Freitag, 30. September 2016

Love Song oder Apokalypse? Claudia Heidegger und Paula Tebbens im Kramladen, 27.9.2016


Die Singer/Songwriterszene boomt in Wien, so kommt es mir zumindest vor. Viele Lokale und Cafes bieten Auftrittsmöglichkeiten an, Open Mic Nights zum Beispiel, es werden aber auch Konzerte unter Brücken oder in Wohnzimmern organisiert. Das geht natürlich nur bis zu einer gewissen Größe, und ob dabei finanziell für die KünstlerInnen etwas überbleibt, wage ich zu bezweifeln.








Aber das ist ein anderes Thema, eigentlich wollte ich damit nur sagen, dass ich als Zuhörer mich freue, dass so viele junge und nicht mehr so junge KünstlerInnen sich der Musik widmen, dass dieser innere Drang, sich durch Musik, durch Lieder ausdrücken zu wollen, egal, wie die Umstände auch sein mögen, immer noch da ist. So entstehen gute, wichtige Songs, Songs, die uns vom Leben erzählen, die uns zum Lachen bringen, zum Weinen und zum Erkennen.




Claudia Heidegger aus Österreich spielt überwiegend ruhige, nachdenkliche Lieder, selten haut sie richtig in die Saiten ihrer Gitarre. Die Texte verlangen aber auch nach leisen Tönen, sind sensible persönliche Auseinandersetzungen mit dem Leben, den Ängsten, Träumen, und Erwartungen.

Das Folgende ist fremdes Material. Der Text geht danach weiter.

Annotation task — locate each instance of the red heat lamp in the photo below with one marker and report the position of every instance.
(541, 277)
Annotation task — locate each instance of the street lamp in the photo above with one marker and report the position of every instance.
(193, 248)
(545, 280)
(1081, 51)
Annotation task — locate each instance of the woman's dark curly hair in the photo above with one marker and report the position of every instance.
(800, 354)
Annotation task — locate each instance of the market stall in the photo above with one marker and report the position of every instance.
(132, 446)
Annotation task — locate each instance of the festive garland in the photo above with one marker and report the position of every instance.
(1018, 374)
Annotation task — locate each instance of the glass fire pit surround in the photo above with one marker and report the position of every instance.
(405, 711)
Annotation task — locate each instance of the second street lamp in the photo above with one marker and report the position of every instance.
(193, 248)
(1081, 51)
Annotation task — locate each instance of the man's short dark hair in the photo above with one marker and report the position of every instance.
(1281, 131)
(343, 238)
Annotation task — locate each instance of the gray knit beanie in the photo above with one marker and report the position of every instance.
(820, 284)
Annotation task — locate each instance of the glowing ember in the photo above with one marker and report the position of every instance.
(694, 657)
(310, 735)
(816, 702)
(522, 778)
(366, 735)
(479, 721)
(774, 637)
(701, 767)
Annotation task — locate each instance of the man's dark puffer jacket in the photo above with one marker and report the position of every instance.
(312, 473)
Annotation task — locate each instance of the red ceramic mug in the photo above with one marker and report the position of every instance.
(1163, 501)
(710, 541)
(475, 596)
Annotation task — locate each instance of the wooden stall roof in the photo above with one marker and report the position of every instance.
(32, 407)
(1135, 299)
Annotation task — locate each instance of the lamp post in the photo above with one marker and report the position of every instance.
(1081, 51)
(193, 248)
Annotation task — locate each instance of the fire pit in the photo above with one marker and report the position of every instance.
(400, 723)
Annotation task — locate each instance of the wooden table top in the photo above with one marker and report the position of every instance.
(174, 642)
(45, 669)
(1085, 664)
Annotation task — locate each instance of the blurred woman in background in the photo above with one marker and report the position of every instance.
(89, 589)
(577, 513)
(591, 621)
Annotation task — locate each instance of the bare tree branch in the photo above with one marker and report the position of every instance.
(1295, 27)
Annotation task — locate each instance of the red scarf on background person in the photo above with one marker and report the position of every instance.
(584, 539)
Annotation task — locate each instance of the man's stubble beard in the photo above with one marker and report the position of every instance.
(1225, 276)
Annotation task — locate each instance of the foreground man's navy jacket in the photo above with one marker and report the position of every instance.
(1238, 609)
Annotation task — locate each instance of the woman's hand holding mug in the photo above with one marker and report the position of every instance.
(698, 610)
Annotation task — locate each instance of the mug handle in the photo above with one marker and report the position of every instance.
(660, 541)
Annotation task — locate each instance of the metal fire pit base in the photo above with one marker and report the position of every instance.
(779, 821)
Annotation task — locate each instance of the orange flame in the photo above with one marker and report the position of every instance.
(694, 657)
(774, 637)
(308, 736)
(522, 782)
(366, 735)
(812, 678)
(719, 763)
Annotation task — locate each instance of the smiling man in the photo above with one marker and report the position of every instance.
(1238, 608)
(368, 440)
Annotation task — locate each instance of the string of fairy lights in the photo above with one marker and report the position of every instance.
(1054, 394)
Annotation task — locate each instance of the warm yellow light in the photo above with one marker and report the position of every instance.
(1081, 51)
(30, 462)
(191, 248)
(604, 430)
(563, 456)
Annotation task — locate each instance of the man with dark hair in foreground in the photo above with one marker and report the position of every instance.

Ein großes Thema ist auch die Auseinandersetzung der Sängerin mit ihrem Glauben, mit Gott und seiner weltlichen Vertretung, der Kirche. Ein tiefgehender Konflikt, der schon eine Inspirationsquelle für viele Künstler war und ist. Aktuell geht zum Beispiel Bruce Springsteen in seiner Autobiographie sehr ausführlich auf seine prägenden Erfahrungen mit den kirchlichen Institutionen und die Auswirkungen auf sein Werk ein.




"Love Song oder Apokalypse?" Vor diese Wahl stellt uns Claudia Heidegger für ihren letzten Song, und wir entscheiden uns praktisch ohne Gegenstimme für die Apokalypse. Wie sie das meint, erklärt sie uns auch: 
In ihrem Song "The book is always open" (ich hoffe, ich erinnere mich korrekt), geht es um die Wichtigkeit der permanente Selbstreflexion der eigenen Taten, und zwar jetzt, immer, nicht erst am jüngsten Tag, durch einen (ver)urteilenden Gott. Das ist auch das Lied, dass mich am meisten beeindruckt hat. 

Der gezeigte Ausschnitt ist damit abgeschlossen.